The vote to never build a police precinct at 3000 Minnehaha, of which Council Vice President Linea Palmisano was the lone “no” vote, as well as the unanimous vote to co-locate the 1st and 3rd precincts, come as the city council receives a report from staff about the flawed community engagement to rebuild the 3rd Precinct headquarters.
In introducing the resolution at the Committee of the Whole meeting on July 18 to never relocate the 3rd Precinct at the 3000 Minnehaha site again, Councilmember Jason Chavez, who represents that ward, said his constituents were frustrated that the City offered only two choices in bringing the 3rd Precinct headquarters back into the precinct boundaries. “There were a ton of people who didn’t fill out the survey, because they didn’t agree with the options. They opened up the survey, and they closed it. They called our office and shared their frustrations that [2600 Minnehaha and 3000 Minnehaha were the] only two options to move forward,” said Chavez.
Councilmembers at the Committee of the Whole meeting expressed concerns about conducting community engagement around locating the 3rd Precinct headquarters, even though three years has passed since the precinct was destroyed. Some believed the survey was poorly designed and intended to manufacture consent.
“They don’t feel that it’s something that really represents what the City should be doing. It should be an open process, where people can actually express themselves,” said Ayodeji Emmanuel Oyebola, senior consultant for DeYoung Consulting, as he presented community engagement results to the Committee of the Whole. Some thought the City jumped the gun on engagement, because they had yet to facilitate a healing process to hold themselves accountable for bad policing.

Jenny, who tends to the People’s Closet at George Floyd Square and lives nearby, agrees. “We are still in the process of healing,” said Jenny. “We do not need to sit there and talk about the 3rd Precinct right now. That does not matter. That is not relevant. What matters right now is the people and what we’ve been through, and how we need to heal. The abusers should not be the focus of the conversation right now.”
The engagement process appears not to represent the demographics of the 139,000 or so residents who live in the 3rd Precinct. The precinct area has a sizable BIPOC population. Only 3,000 people completed the survey, while 1,000 people attended the in-person meetings. The surveys, which people were able to fill out more than once, overrepresented White people. In addition, the survey was reportedly being shared with conservative groups whose members live outside of the 3rd Precinct.
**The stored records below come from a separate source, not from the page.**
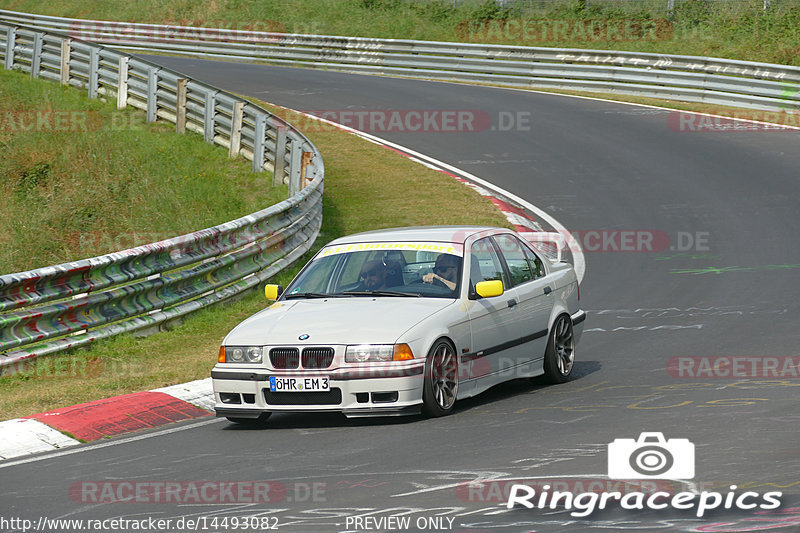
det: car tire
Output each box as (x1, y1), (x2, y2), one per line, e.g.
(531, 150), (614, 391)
(422, 339), (458, 417)
(225, 413), (272, 426)
(544, 315), (575, 383)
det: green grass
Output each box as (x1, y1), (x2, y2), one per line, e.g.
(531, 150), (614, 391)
(0, 70), (288, 274)
(0, 0), (800, 65)
(0, 94), (508, 420)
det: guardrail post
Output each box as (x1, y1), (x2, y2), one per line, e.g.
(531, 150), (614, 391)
(5, 27), (17, 70)
(289, 139), (303, 196)
(175, 78), (189, 133)
(253, 115), (267, 172)
(117, 56), (130, 109)
(300, 152), (314, 189)
(272, 124), (286, 186)
(203, 91), (217, 144)
(31, 32), (43, 79)
(89, 48), (100, 98)
(228, 102), (244, 159)
(61, 39), (72, 85)
(147, 67), (158, 122)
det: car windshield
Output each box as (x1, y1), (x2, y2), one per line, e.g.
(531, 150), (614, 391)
(284, 242), (463, 299)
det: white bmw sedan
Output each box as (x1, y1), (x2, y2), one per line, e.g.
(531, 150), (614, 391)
(211, 226), (586, 423)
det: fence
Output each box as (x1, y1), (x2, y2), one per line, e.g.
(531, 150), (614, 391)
(0, 11), (800, 111)
(0, 22), (324, 373)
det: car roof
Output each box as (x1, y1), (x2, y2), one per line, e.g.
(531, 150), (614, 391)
(328, 226), (511, 245)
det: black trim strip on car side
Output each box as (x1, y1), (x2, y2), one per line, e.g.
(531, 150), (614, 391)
(461, 329), (547, 361)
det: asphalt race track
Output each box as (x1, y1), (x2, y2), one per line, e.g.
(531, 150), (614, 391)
(0, 57), (800, 532)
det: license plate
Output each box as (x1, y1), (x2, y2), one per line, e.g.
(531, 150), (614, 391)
(269, 376), (331, 392)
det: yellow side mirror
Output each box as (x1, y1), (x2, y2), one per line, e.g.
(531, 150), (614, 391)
(475, 279), (503, 298)
(264, 285), (283, 300)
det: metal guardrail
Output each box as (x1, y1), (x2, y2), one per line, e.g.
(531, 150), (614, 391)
(0, 22), (324, 373)
(0, 10), (800, 110)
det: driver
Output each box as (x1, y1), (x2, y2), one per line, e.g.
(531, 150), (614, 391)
(359, 259), (386, 291)
(422, 254), (459, 291)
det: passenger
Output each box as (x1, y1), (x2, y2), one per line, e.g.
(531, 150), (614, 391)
(422, 254), (460, 291)
(359, 260), (386, 291)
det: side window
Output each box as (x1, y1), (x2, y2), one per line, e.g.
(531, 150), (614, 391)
(495, 234), (537, 286)
(522, 239), (545, 279)
(469, 237), (509, 288)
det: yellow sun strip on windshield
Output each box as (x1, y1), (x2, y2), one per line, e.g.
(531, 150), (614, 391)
(319, 242), (463, 257)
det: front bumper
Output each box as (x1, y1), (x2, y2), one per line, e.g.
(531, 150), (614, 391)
(211, 360), (425, 418)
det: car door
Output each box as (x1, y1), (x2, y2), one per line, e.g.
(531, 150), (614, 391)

The City attempted to address the disparities by hosting focus groups with people from the Asian, African American, East African, Latino, Native American and LGBTQ communities. The Asian, African American, East African, Latino and Native American communities want some form of public safety in their communities. The LGBTQ community explicitly said they do not want the 3rd Precinct to return at all and the City to develop more creative approaches to public safety.
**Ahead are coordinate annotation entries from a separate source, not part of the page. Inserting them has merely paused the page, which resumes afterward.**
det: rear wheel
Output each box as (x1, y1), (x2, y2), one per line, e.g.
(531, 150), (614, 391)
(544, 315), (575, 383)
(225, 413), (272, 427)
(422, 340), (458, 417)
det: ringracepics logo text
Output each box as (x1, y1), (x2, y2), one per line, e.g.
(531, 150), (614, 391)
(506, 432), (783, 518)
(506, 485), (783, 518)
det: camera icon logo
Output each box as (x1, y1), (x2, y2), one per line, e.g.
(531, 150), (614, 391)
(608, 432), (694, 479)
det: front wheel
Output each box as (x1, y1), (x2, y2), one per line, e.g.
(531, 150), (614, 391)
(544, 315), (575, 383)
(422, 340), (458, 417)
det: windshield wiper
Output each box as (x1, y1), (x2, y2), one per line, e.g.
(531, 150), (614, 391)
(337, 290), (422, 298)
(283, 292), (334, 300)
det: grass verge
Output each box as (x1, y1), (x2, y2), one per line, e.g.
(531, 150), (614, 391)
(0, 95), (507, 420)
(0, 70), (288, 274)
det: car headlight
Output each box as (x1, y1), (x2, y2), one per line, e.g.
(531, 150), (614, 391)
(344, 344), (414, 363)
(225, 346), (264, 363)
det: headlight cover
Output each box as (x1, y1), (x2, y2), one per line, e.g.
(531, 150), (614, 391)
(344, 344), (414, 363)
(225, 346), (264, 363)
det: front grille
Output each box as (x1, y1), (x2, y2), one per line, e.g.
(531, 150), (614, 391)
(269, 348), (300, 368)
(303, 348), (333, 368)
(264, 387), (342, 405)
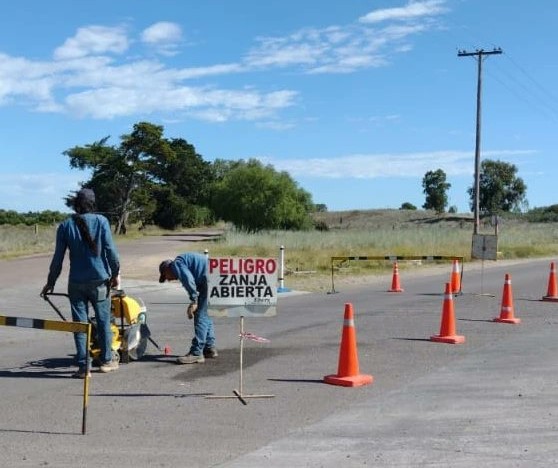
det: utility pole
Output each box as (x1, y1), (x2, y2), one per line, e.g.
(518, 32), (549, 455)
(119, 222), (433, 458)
(457, 47), (502, 234)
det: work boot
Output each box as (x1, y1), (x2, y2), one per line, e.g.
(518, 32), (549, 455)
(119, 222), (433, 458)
(99, 361), (118, 373)
(72, 367), (91, 379)
(176, 353), (205, 364)
(203, 346), (219, 359)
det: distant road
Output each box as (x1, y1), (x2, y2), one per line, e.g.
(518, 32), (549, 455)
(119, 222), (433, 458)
(0, 237), (558, 468)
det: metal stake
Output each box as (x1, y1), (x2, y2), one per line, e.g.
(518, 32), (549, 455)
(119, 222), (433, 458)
(205, 315), (275, 405)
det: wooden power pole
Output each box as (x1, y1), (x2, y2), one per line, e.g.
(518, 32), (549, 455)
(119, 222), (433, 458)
(457, 47), (502, 234)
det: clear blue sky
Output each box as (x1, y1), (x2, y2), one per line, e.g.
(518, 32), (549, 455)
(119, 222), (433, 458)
(0, 0), (558, 212)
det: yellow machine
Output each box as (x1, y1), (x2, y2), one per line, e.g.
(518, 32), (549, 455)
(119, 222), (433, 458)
(43, 290), (155, 362)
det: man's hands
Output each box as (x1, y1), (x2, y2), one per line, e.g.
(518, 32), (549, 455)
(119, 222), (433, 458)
(186, 302), (198, 320)
(40, 284), (54, 297)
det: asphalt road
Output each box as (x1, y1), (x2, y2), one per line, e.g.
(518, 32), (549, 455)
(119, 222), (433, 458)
(0, 238), (558, 468)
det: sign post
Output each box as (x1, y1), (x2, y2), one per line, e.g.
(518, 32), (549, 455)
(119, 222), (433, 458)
(206, 257), (278, 405)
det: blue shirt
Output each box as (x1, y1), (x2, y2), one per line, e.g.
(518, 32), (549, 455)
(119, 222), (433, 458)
(48, 213), (120, 287)
(171, 252), (207, 302)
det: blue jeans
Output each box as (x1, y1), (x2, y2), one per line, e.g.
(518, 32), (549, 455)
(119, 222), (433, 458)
(190, 290), (215, 356)
(68, 281), (112, 368)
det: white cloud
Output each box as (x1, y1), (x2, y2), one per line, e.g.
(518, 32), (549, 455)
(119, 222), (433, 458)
(141, 21), (182, 55)
(141, 21), (182, 44)
(244, 4), (445, 73)
(359, 0), (446, 23)
(0, 0), (450, 122)
(263, 150), (535, 179)
(54, 26), (128, 60)
(0, 171), (87, 212)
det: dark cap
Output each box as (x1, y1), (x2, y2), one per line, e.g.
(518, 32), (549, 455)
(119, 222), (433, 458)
(159, 260), (172, 283)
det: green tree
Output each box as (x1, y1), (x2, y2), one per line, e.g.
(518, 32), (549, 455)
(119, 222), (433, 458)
(467, 159), (527, 215)
(64, 122), (214, 234)
(211, 159), (314, 232)
(422, 169), (451, 213)
(399, 202), (417, 210)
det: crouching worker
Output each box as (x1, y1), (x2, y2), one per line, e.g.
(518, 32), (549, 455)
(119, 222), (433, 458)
(159, 252), (217, 364)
The City’s search for a 3rd Precinct site created an obstacle in the City’s long-term plans to bring a community center to the 2600 Minnehaha location. “[The East African community] said that there was an interest in developing a mall for the East African community,” said Oyebola.
Until the City figures out where to locate the 3rd Precinct, Council President Andrea Jenkins introduced a plan to move the 3rd Precinct headquarters, which is currently housed in the City of Lakes building across from City Hall, with the new 1st Precinct headquarters. Both precincts would be located at Century Plaza, where developers are currently renovating the former Miller Vocational High School building, turning it into a police precinct and a hotel to open next year.
Southsider Johnnie Lee believes police need to have a presence to prevent the South Side from becoming more like the deteriorating conditions in the 1990s, when crime was rampant. “By having them in the neighborhood, I think it’d be better. You don’t give the people a chance to say they’re not in the neighborhood and that it’s okay to get trouble started,” said Lee. “Regardless of the bad thing [George Floyd’s murder] that did happen, all of them are not bad.”
Still, Southsider Krystal Smith believes they don’t need the police except in very limited circumstances. “Now when somebody gets killed or something like that, you do have to call them. But other than that, we don’t need them. What do we need them for? They’re literally nothing but trouble,” said Smith as she hung out with neighbors at the Peopleway at George Floyd Square.